Figure 2: Stocks vs Leading Indicators

That being said, the Fed’s actions clearly have an impact on economic and market conditions. Following the Fed’s August statement, investors are recalibrating their estimates of the Fed’s “terminal rate” and how high they expect the Fed will go. The truth is nobody knows, including the Fed itself. But history provides some perspective.

In the past, the Fed basically raised rates until something broke – be that banks, tech stocks, housing, or something else. Since the 1980s “things broke” at successively lower levels of interest rates. In the 1980s the federal funds rate (FFR) reached double digits.

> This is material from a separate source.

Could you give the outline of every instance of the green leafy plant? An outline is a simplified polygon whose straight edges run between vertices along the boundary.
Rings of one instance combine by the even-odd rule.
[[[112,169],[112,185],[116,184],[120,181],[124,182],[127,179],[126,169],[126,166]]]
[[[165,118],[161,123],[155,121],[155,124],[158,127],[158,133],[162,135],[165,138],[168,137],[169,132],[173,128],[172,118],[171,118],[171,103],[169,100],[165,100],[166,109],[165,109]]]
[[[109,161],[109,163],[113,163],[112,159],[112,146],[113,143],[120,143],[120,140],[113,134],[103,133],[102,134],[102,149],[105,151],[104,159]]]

Prior to the dot-com crash, it topped out near ~7%, down to ~5% before the financial crisis, and only ~2.5% before the pandemic. Currently, the effective FFR is ~2.3%.

Figure 3: Federal Funds Rate

I have no special insight on the matter, but I suspect it has something to do with debt levels. As debts rise, so does the cost of rising interest rates and it takes smaller increases for things to break. US debt levels speak for themselves (Figure 4). But that’s just my guess and a tangent.

Figure 4: Federal Debt

Predicting the exact terminal rate is less important than understanding the Fed will hike until something breaks. Furthermore, maximum pain doesn’t strike until that something breaks and the Fed moves to cut rates in response. Note in Figure 5 the stock market (red line) historically doesn’t bottom until AFTER the Fed cuts rates (blue line).

Figure 5: FFR vs Stock Market

That the Fed is still raising rates and telegraphing further hikes tells us there is likely more economic and market pain ahead. To Chairman Powell’s credit, he was clear and direct on that point. Things are not yet broken, this cycle and ride are not yet over. So hold on, and yes, continue to hold off on the confetti.